- Born: 8 November 1947 (age 78)
- Education: B.A. in Animal Physiology, DPhil in Neurophysiology, University of Oxford
- Known for: Neurobiology of bipolar disorder, neuroscience of mood disorders and brain structure/function imaging
- Awards: Mogens Schou Award for Research, NHS Live Innovation award
- Scientific career
- Fields: Psychiatry
- Institutions: University of Oxford, Department of Psychiatry (Medical Sciences Division)

= Guy Goodwin =

British neurophysiologist

Guy Goodwin is a senior research fellow and until recently was the W.A. Handley Professor of Psychiatry at the University of Oxford (2014). A fellow of the Academy of Medical Sciences, Goodwin has served as principal investigator in many clinical trials for the treatment of bipolar disorder. He is also an Emeritus Senior Investigator at the National Institute for Health and Care Research (NIHR) and has been on the advisory boards of numerous research councils. He was President of the European College of Neuropsychopharmacology from 2013 to 2016.

==Career==

===Research focus/interests===
Goodwin's research focuses on the neurobiology of mood disorders, notably bipolar disorder and its treatment. In addition to developing novel treatments for mood disorders, Goodwin is interested in the impact of treatments on both the physiological and psychological levels, using brain imaging techniques to study the effects of treatment on brain structure and function as well as the connection between depression and memory impairment.

===Notable contributions to research===
Goodwin's findings on the impact of depression on brain tissue and memory have led to greater interest in neurogenesis when developing antidepressants as well as the role of cognition in the treatment of depression.

Goodwin was the principal investigator of many clinical trials for treatments of bipolar affective disorder, including the BALANCE, CEQUEL, and OXTEXT studies. He serves on the advisory boards of many biopharmaceutical companies including AstraZeneca and Pfizer.

===Past appointments===
After completing his DPhil in Neurophysiology at Oxford, Goodwin qualified in psychiatry and went on to become a Clinical Scientist and Consultant Psychiatrist in the MRC Brain Metabolism Unit at the University of Edinburgh for 10 years. He then returned to Oxford as Professor of Psychiatry.

Professor Goodwin has been the head of Oxford University's Department of Psychiatry since 2006, and a fellow of Merton College, Oxford since 1996.

===Awards===
Goodwin has won numerous awards, most recently the Mogens Schou Award for Research (2009)
and the NHS Live Innovation Award with Professor John Geddes for developing the True Colours system that allowed them to remotely monitor the symptoms of their bipolar patients.

===Positions of trust and research assessments===
Dr. Goodwin is currently President of the European College of Neuropsychopharmacology (2013–16).
From 1997 to 2007, he was the non-executive Director and Vice-Chair of the Oxfordshire and Buckinghamshire NHS Mental Health Trust Board.

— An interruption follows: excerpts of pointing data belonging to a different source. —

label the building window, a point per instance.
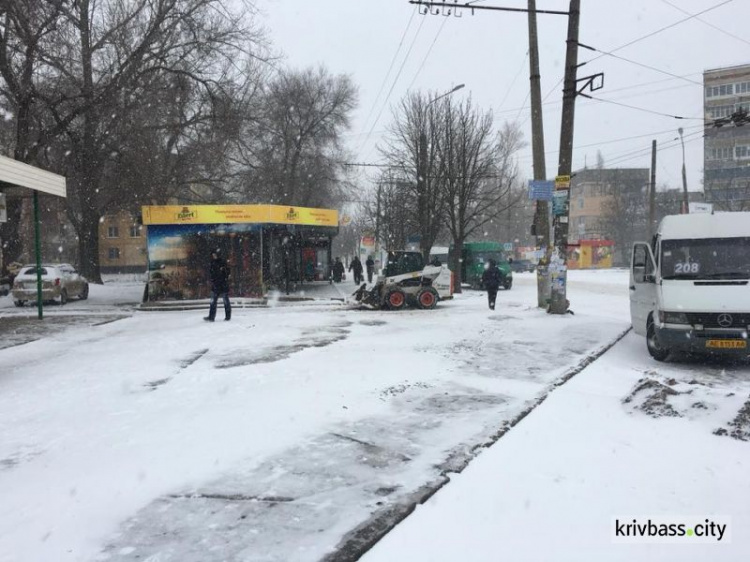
(724, 153)
(721, 111)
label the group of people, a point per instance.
(219, 277)
(356, 268)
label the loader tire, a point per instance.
(427, 298)
(395, 299)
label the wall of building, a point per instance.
(122, 244)
(727, 148)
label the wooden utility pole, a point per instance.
(652, 194)
(684, 175)
(558, 263)
(541, 214)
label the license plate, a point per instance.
(727, 344)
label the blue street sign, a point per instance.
(541, 190)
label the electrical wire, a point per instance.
(603, 100)
(429, 52)
(709, 24)
(669, 147)
(633, 42)
(642, 65)
(513, 83)
(390, 68)
(395, 81)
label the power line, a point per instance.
(639, 39)
(632, 154)
(617, 140)
(603, 100)
(642, 65)
(515, 78)
(633, 42)
(393, 61)
(709, 24)
(669, 147)
(395, 81)
(429, 51)
(390, 68)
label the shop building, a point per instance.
(266, 246)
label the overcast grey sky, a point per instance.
(488, 53)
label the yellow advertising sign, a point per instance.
(302, 215)
(231, 214)
(562, 182)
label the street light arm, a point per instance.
(441, 96)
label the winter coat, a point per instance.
(356, 266)
(338, 270)
(218, 273)
(492, 277)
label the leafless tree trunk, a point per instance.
(479, 172)
(411, 150)
(292, 150)
(24, 27)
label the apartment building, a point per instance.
(122, 244)
(727, 147)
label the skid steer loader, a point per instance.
(406, 280)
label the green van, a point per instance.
(475, 257)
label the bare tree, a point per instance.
(412, 151)
(100, 62)
(24, 29)
(291, 150)
(479, 172)
(730, 194)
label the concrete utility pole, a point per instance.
(684, 174)
(652, 194)
(541, 214)
(558, 262)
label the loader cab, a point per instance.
(400, 263)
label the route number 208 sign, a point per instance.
(687, 267)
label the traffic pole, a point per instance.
(541, 213)
(561, 205)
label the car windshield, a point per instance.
(712, 258)
(484, 257)
(32, 271)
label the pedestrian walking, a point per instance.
(491, 280)
(356, 268)
(218, 273)
(338, 270)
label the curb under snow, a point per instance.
(360, 540)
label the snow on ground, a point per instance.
(625, 438)
(271, 436)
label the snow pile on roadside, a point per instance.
(624, 439)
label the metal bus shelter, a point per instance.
(16, 179)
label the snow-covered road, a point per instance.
(271, 437)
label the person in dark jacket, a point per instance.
(356, 268)
(338, 270)
(491, 279)
(218, 274)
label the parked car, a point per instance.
(689, 286)
(520, 266)
(59, 283)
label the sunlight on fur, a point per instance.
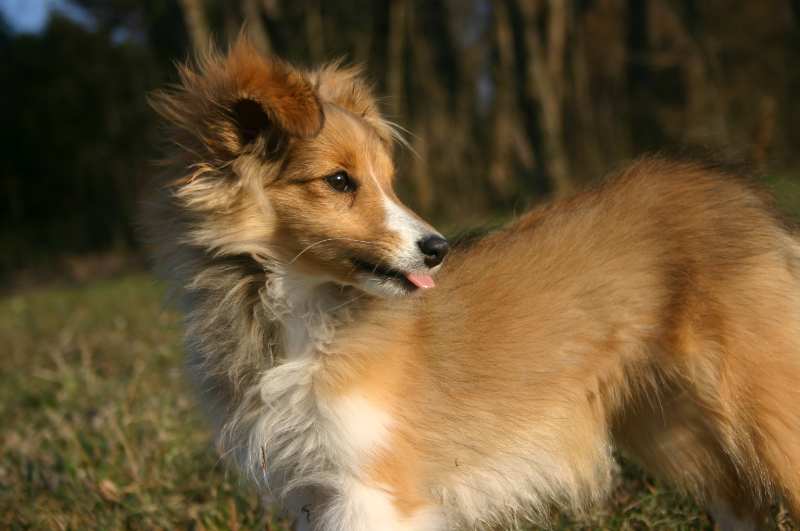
(368, 383)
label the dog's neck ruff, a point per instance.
(273, 425)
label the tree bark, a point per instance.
(546, 82)
(195, 18)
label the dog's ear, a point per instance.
(267, 91)
(227, 104)
(346, 87)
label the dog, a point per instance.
(369, 377)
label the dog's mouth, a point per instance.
(408, 280)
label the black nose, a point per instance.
(434, 248)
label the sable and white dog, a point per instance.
(658, 313)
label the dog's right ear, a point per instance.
(229, 104)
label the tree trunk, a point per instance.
(546, 83)
(195, 18)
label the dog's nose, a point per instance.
(434, 248)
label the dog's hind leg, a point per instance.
(673, 441)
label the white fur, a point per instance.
(359, 507)
(409, 228)
(522, 487)
(297, 446)
(726, 520)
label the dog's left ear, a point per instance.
(228, 104)
(268, 92)
(346, 87)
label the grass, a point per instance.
(99, 430)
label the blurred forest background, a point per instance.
(507, 102)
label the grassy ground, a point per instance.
(98, 429)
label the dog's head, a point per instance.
(294, 168)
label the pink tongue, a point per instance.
(421, 281)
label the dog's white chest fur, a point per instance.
(297, 444)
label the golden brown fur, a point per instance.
(658, 313)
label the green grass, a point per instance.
(99, 431)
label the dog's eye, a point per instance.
(341, 182)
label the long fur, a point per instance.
(658, 313)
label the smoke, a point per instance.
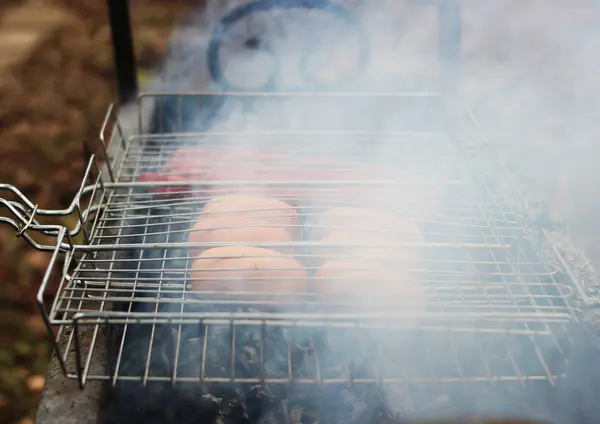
(527, 68)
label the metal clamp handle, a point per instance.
(24, 214)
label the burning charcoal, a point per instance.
(211, 402)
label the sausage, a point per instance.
(363, 219)
(248, 269)
(339, 244)
(367, 280)
(360, 244)
(273, 211)
(238, 230)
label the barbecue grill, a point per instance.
(502, 326)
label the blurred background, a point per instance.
(57, 79)
(53, 96)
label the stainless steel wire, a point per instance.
(486, 292)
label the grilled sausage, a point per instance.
(226, 230)
(265, 209)
(362, 281)
(340, 244)
(248, 269)
(364, 220)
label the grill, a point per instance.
(498, 325)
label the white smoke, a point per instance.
(528, 68)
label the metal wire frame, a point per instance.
(505, 301)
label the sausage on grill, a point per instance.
(226, 230)
(248, 269)
(273, 211)
(364, 220)
(371, 244)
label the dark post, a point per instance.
(449, 41)
(124, 56)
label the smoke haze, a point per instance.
(528, 69)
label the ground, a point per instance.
(51, 105)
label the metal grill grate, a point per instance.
(492, 310)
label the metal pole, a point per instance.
(124, 56)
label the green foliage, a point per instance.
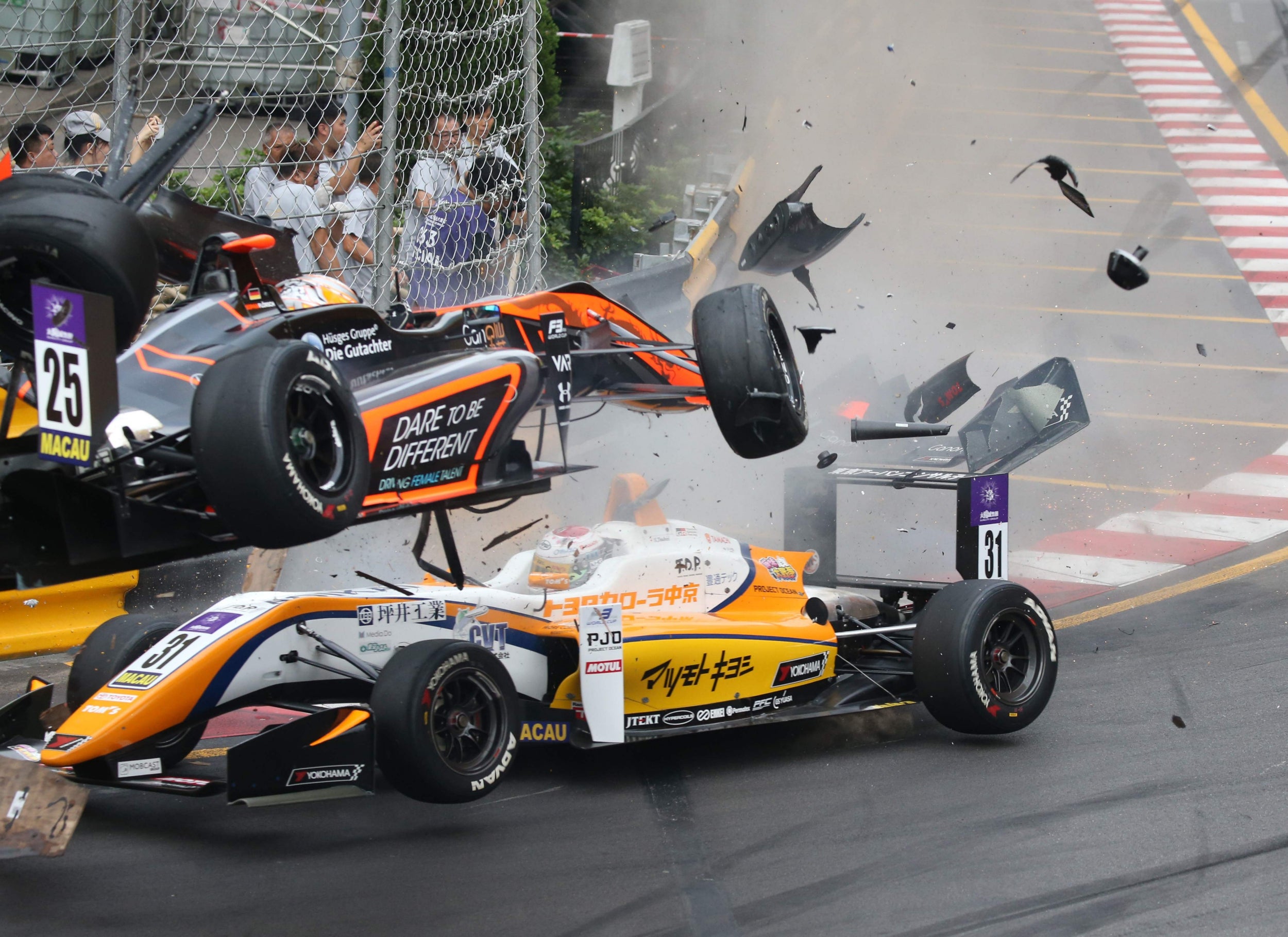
(614, 222)
(215, 192)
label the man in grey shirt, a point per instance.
(262, 178)
(432, 178)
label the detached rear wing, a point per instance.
(983, 516)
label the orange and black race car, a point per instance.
(269, 410)
(634, 628)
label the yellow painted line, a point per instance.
(1174, 591)
(1060, 197)
(1144, 362)
(1232, 71)
(1042, 140)
(1125, 313)
(1065, 71)
(1046, 91)
(1088, 270)
(1072, 231)
(1046, 48)
(1103, 487)
(1031, 114)
(1199, 421)
(62, 615)
(1033, 9)
(1201, 365)
(207, 753)
(1081, 169)
(1049, 29)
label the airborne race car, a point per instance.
(637, 628)
(257, 415)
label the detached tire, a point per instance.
(985, 657)
(749, 372)
(280, 445)
(109, 650)
(447, 721)
(73, 233)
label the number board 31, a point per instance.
(75, 370)
(982, 526)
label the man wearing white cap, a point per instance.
(89, 143)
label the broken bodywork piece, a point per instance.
(791, 238)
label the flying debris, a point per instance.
(942, 393)
(1126, 269)
(813, 334)
(505, 536)
(1058, 169)
(663, 221)
(792, 236)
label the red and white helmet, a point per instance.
(312, 290)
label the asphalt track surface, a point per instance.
(1101, 817)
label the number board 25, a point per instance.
(75, 370)
(982, 526)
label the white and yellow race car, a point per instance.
(634, 628)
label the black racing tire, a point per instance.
(750, 372)
(985, 657)
(106, 652)
(75, 235)
(280, 445)
(447, 721)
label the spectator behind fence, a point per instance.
(293, 205)
(450, 238)
(432, 178)
(32, 146)
(261, 179)
(357, 256)
(478, 142)
(89, 145)
(338, 168)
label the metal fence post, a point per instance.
(122, 52)
(575, 213)
(388, 166)
(532, 145)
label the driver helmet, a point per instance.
(567, 557)
(312, 290)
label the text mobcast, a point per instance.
(436, 442)
(800, 670)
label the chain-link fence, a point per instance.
(398, 138)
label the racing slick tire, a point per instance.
(75, 235)
(280, 445)
(447, 721)
(985, 657)
(109, 650)
(750, 372)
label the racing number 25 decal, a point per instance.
(61, 390)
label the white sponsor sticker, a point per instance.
(599, 640)
(140, 767)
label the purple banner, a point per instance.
(988, 500)
(60, 315)
(210, 622)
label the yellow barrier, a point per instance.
(24, 415)
(62, 615)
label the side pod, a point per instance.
(323, 757)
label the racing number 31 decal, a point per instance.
(982, 528)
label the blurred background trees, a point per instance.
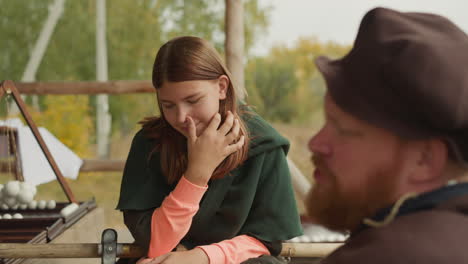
(283, 85)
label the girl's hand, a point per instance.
(207, 151)
(195, 255)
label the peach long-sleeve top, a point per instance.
(172, 220)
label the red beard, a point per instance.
(330, 204)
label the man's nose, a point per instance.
(319, 144)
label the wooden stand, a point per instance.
(8, 87)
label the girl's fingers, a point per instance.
(234, 134)
(192, 129)
(144, 260)
(236, 146)
(227, 124)
(214, 123)
(160, 259)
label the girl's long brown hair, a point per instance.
(187, 59)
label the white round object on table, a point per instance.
(32, 205)
(41, 204)
(7, 216)
(51, 204)
(12, 188)
(25, 196)
(69, 209)
(17, 216)
(30, 187)
(10, 201)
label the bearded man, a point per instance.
(393, 153)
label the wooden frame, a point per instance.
(8, 87)
(6, 152)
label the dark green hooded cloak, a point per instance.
(255, 199)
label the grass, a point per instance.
(105, 187)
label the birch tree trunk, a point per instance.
(234, 43)
(103, 118)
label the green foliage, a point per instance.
(285, 85)
(135, 31)
(67, 118)
(271, 86)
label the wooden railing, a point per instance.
(300, 182)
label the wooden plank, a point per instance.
(93, 250)
(82, 87)
(102, 165)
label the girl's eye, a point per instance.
(194, 101)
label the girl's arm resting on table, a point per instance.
(235, 250)
(171, 221)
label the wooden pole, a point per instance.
(94, 250)
(234, 43)
(82, 87)
(102, 165)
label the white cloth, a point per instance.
(36, 168)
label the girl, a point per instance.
(206, 174)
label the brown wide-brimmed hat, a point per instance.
(407, 73)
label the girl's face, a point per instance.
(198, 99)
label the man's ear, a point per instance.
(430, 161)
(223, 83)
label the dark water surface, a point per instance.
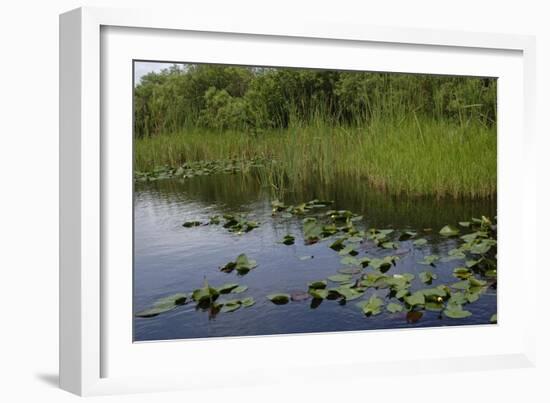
(169, 258)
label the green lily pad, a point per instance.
(205, 295)
(246, 302)
(394, 307)
(317, 285)
(288, 240)
(164, 305)
(371, 307)
(434, 306)
(349, 293)
(299, 296)
(429, 260)
(340, 278)
(348, 250)
(414, 316)
(239, 289)
(416, 298)
(455, 311)
(350, 270)
(338, 244)
(449, 230)
(461, 285)
(350, 260)
(462, 273)
(190, 224)
(318, 293)
(279, 299)
(230, 306)
(427, 277)
(407, 235)
(226, 288)
(420, 242)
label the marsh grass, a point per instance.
(415, 156)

Goodwin has served on numerous advisory boards including the Evaluation committee for neuroscience, neurology, and psychiatry of the Agence Nationale de Recherche, France, the Wellcome Trust Neurosciences Panel, the Council of the British Association for Psychopharmacology, and Medical Research Council's Clinical fellowships panel and Advisory Board. He was elected president of the British Association for Psychopharmacology in 2004–05.

===Publications===
Goodwin has published extensively, authoring a book on bipolar disorder as well as numerous articles. He also regularly reviews books in the field.